Important Note:

load_best_model_at_end is not working properly (I specified metric_for_best_model on another training but it still does not work), but the training results still show a valid trend.

DSPFirst-Finetuning-4

This model is a fine-tuned version of ahotrod/electra_large_discriminator_squad2_512 on a generated Questions and Answers dataset from the DSPFirst textbook based on the SQuAD 2.0 format.
It achieves the following results on the evaluation set:

  • Loss: 0.9028
  • Exact: 66.9843
  • F1: 74.2286

More accurate metrics:

Before fine-tuning:

  "exact": 57.006726457399104,
  "f1": 61.997705120754276

After fine-tuning:

  "exact": 66.98430493273543,
  "f1": 74.2285867775556

Dataset

A visualization of the dataset can be found here.
The split between train and test is 70% and 30% respectively.

DatasetDict({
    train: Dataset({
        features: ['id', 'title', 'context', 'question', 'answers'],
        num_rows: 4160
    })
    test: Dataset({
        features: ['id', 'title', 'context', 'question', 'answers'],
        num_rows: 1784
    })
})

Intended uses & limitations

This model is fine-tuned to answer questions from the DSPFirst textbook.
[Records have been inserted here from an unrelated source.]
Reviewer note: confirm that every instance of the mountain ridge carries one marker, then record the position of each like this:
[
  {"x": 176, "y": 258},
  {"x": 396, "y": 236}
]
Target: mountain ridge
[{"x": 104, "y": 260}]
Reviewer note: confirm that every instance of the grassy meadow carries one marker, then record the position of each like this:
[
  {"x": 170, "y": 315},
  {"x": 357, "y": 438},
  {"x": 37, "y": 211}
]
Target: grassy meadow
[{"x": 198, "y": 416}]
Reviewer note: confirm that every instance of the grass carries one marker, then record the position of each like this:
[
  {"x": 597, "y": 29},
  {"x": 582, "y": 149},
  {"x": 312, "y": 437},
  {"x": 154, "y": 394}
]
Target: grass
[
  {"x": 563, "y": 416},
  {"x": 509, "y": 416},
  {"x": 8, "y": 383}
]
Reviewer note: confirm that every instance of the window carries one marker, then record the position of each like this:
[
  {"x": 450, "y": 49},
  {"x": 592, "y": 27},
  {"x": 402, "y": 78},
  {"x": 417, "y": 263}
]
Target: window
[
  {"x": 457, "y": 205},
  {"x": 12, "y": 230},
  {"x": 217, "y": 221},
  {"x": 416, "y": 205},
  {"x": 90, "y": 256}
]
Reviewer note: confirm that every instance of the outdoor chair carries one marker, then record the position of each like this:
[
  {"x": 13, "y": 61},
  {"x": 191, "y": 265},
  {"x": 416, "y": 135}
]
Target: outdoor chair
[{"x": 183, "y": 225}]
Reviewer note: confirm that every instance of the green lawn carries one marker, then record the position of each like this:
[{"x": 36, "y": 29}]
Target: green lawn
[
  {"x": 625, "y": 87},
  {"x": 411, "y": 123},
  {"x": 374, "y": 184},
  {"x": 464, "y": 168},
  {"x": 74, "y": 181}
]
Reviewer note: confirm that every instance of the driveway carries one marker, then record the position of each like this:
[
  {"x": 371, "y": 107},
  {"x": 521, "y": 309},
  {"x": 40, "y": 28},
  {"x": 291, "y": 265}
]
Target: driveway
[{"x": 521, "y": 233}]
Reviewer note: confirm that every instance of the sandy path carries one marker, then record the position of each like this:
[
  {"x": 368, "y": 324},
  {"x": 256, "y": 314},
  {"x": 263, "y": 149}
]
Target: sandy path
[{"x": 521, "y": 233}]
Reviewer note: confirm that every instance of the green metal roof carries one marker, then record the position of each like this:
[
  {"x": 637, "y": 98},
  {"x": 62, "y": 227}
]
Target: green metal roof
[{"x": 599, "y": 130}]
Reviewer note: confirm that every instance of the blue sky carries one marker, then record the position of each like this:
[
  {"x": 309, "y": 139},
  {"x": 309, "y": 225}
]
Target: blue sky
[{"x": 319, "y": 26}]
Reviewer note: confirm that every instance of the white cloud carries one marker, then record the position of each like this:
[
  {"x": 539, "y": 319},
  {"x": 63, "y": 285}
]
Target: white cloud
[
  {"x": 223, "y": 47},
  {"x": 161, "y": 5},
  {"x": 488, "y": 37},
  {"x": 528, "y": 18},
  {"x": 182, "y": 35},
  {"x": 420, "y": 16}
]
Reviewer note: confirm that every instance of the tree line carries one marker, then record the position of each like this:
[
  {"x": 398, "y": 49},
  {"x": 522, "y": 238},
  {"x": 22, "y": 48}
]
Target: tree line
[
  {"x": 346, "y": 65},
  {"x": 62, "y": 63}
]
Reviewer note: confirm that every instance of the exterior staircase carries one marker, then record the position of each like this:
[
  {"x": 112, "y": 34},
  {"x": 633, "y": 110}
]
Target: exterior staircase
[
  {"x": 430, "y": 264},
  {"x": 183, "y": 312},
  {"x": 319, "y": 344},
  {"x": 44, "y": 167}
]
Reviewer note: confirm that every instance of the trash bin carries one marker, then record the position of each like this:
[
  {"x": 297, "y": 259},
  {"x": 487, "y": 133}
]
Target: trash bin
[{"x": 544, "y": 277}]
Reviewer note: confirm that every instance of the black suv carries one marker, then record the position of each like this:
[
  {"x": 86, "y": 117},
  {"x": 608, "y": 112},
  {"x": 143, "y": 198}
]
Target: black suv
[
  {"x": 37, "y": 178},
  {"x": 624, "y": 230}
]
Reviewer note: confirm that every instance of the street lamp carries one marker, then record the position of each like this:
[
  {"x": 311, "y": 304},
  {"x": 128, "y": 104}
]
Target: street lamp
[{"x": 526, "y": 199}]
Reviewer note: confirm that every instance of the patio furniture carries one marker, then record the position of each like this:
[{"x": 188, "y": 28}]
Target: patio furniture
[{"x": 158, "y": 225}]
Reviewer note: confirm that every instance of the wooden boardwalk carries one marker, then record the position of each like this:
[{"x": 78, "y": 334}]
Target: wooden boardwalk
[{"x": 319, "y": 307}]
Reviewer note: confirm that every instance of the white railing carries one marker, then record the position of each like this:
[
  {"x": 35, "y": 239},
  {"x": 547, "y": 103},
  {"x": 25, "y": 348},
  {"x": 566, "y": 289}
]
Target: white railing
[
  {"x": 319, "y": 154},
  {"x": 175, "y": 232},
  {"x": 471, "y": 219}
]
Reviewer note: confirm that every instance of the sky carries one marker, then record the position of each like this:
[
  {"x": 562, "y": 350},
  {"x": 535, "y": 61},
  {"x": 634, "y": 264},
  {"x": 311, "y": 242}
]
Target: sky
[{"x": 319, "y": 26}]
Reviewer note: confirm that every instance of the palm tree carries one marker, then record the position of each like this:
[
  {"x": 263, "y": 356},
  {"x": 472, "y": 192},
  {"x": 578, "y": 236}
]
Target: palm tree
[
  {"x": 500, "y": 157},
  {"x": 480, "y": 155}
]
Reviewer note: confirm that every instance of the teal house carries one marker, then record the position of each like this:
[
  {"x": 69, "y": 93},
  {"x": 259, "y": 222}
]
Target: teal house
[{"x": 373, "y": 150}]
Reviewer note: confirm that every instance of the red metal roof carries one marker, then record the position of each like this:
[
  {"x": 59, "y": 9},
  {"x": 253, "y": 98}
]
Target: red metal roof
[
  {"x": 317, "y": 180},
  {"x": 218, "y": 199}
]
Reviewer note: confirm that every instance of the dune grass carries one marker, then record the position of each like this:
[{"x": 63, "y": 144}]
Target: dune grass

I'm not really sure what I am doing so you should review before using it.
Also, you should improve the Dataset either by using a better generated questions and answers model (currently using https://github.com/patil-suraj/question_generation) or perform data augmentation to increase dataset size.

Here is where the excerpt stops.